Love Lies Bleeding review, I’m all in with the love, blood, and lies

Kristen Stewart and Katy O'Brian in Love Lies Bleeding

Love Lies Bleeding tells a love story as an action thriller and uses a metaphoric exploration of women power in a dynamic story about people on the edges. Kristen Stewart and Katy O’Brian star.

Love Lies Bleeding isn’t for everyone. Having said that I think it’s an important film from an important director, Rose Glass. Rose Glass co-wrote the film with Weronika Tofilska. It’s like nothing you’ve seen before.

Kristen Stewart in Love Lies Bleeding

The plot opens in a dusty New Mexico town. A newcomer walks into the rundown gym managed by Lou (Kristen Stewart). It’s a woman named Jackie (Katy O’Brian). She is ripped, she is hot. Lou is instantly smitten.

Jackie is a body builder on her way to a competition in Las Vegas. She’s hitched this far but needs to work for a few days and wants to continue to train in Lou’s gym.

Katy O'Brian in Love Lies Bleeding

Katy O’Brian actually is a body builder and is perfect in this part. It takes about 5 minutes for Lou and Jackie to hook up and for Jackie to be staying at Lou’s place until time to go to Las Vegas. The sex between them is as rough and physical as the two of them are. They fall in love.

Love Lies Bleeding has a lot to say about love. There’s love between Lou and Jackie. Through no fault of their own that leads to violence in a quest for justice. There’s love between Lou and her sister Beth (Jena Malone), who is battered and beaten by her husband JJ (Dave Franco). Beth won’t press charges against him because she loves him. There’s a kind of conditional love from Lou and Beth’s father, Lou Sr (Ed Harris). There’s a needy and demanding love from Daisy (Anna Baryshnikov), who wants Lou desperately.

I may be wrong, but I thought the central question in the film was, “What is love? How do you express it?”

Kristen Stewart and Katy O'Brian in Love Lies Bleeding

Lou offers Jackie steroids at the beginning of the film. By the end Jackie is fueled by ‘roid rage. She hallucinates vomiting up an entire Lou while on the stage in Las Vegas, then she attacks some of her fellow competitors.

Lou Sr is the villain in the piece. As the bodies pile up in the story, the status quo between Lou, Lou Sr, and Daisy changes. The newcomer Jackie and her feminine power energize Lou. The two of them do lots of damage while trying to do the right thing. Metaphorically, Jackie is larger than life. She’s a giant, a monster, a feminine archetype who can squash men like bugs and carry Lou above the clouds.

The color red carries meaning. The entire screen turns red when Lou thinks back on things she’s lived through, especially at her father’s hands. When Jackie’s rage runs out of control, we see a red filter over everything. Red is put to a different use when the credits roll and we watch distant silhouettes of the two stars moving on a stage lit in red.

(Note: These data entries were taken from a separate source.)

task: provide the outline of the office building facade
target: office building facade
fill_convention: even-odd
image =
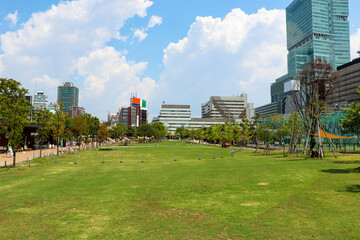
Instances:
[[[83,107],[70,107],[69,108],[69,117],[74,118],[76,116],[84,115],[85,108]]]
[[[122,107],[119,115],[119,123],[125,126],[139,127],[141,124],[148,123],[146,101],[132,97],[129,107]]]
[[[212,96],[201,104],[202,118],[239,119],[246,117],[247,94],[225,97]]]
[[[288,75],[313,59],[334,70],[350,61],[348,0],[295,0],[286,8]]]
[[[33,107],[35,110],[46,108],[48,105],[47,95],[44,91],[39,90],[36,95],[33,97]]]
[[[170,134],[177,128],[189,128],[191,120],[190,105],[162,104],[160,115],[155,121],[162,122]]]
[[[270,88],[271,103],[278,104],[278,114],[294,111],[291,95],[299,91],[294,87],[297,75],[309,61],[320,58],[334,71],[350,61],[348,15],[348,0],[294,0],[286,8],[288,73]]]
[[[328,100],[329,105],[334,110],[342,110],[353,102],[359,103],[357,90],[360,86],[360,58],[338,67],[337,74],[335,87]]]
[[[63,104],[64,113],[69,113],[71,107],[79,106],[79,89],[71,82],[63,83],[58,87],[57,103]]]

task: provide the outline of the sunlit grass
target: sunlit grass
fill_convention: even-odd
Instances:
[[[234,157],[230,151],[185,142],[133,144],[77,153],[78,164],[69,154],[58,163],[41,159],[0,169],[0,236],[359,238],[359,155],[305,160],[281,151]]]

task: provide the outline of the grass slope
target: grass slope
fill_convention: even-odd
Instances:
[[[2,239],[360,239],[358,155],[165,142],[76,158],[0,169]]]

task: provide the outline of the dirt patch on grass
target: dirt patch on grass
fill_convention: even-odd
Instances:
[[[259,186],[266,186],[266,185],[269,185],[269,183],[258,183],[257,185],[259,185]]]
[[[240,206],[243,206],[243,207],[257,207],[259,205],[260,205],[259,202],[247,202],[247,203],[240,204]]]

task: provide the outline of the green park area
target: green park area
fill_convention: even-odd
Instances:
[[[167,141],[1,168],[0,238],[360,239],[359,155],[231,151]]]

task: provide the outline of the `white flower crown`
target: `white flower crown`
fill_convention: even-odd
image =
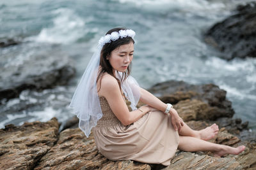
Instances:
[[[111,40],[116,41],[120,38],[123,38],[129,36],[133,39],[135,34],[135,32],[131,29],[122,29],[118,32],[113,32],[111,34],[106,34],[100,38],[100,40],[99,40],[99,46],[102,47],[105,44],[110,43],[111,41]]]

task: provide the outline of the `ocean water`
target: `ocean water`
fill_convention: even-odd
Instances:
[[[136,32],[132,75],[142,87],[169,80],[214,83],[227,90],[234,117],[249,121],[255,129],[256,59],[223,60],[202,36],[237,4],[248,1],[0,1],[0,38],[22,42],[0,48],[1,67],[22,64],[38,51],[53,48],[68,55],[77,71],[67,86],[24,90],[4,103],[0,128],[72,117],[67,106],[98,40],[112,27],[124,26]],[[20,111],[15,109],[19,103],[40,104]]]

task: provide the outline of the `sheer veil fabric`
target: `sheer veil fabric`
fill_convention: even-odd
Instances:
[[[97,93],[97,78],[99,69],[100,55],[102,46],[98,45],[76,89],[69,108],[79,119],[79,127],[88,138],[91,129],[102,117],[100,103]],[[116,76],[121,81],[122,73],[116,72]],[[131,76],[124,81],[121,88],[131,103],[132,110],[136,110],[140,100],[140,87]]]

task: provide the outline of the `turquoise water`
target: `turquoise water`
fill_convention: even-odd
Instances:
[[[0,38],[23,42],[0,48],[0,66],[22,64],[49,47],[66,53],[75,61],[77,74],[68,87],[60,87],[54,94],[64,99],[65,105],[61,106],[65,108],[70,97],[65,94],[74,92],[100,36],[113,27],[125,26],[136,32],[132,74],[141,87],[168,80],[214,83],[227,91],[234,117],[249,120],[253,129],[256,59],[225,61],[202,37],[214,23],[232,14],[236,4],[245,1],[0,1]],[[52,101],[55,97],[51,98],[50,94],[54,92],[45,93],[49,95],[44,99]],[[24,92],[2,110],[26,97],[31,101],[29,94]],[[47,121],[54,116],[65,121],[72,116],[49,103],[36,110],[2,111],[0,127],[24,121]]]

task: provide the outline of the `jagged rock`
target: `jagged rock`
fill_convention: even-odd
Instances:
[[[195,120],[188,124],[197,130],[209,125]],[[86,138],[76,128],[67,129],[58,136],[58,127],[56,119],[52,118],[45,123],[10,125],[1,129],[0,169],[253,169],[256,165],[256,144],[244,141],[247,147],[244,152],[223,158],[213,157],[209,152],[178,150],[168,167],[132,160],[112,161],[98,152],[93,134]],[[225,128],[211,141],[230,146],[241,143]]]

There’s one especially gruesome scene involving a dead man. Beth is hospitalized with a bloody pulp of a face. This is not a pretty film. But the most chilling murder is quiet and deliberate – an act in the service of love.

As I said, this isn’t the movie for everyone. I found it masterful and thought provoking. It’s about moral courage and standing up for your right to exist. It’s about caring for the people you love when pushed to extremes. It’s a story told with dirt, sweat, blood, ugly hair, and popping veins.

Max is streaming this one.

A personal footnote about the location of the film. I lived in New Mexico for many years and recognized most of the settings. There was a deep rift or split in the earth that was an important part of the story. I didn’t think anything like that existed in New Mexico and I was right. Those particular scenes were filmed in the Mojave Desert.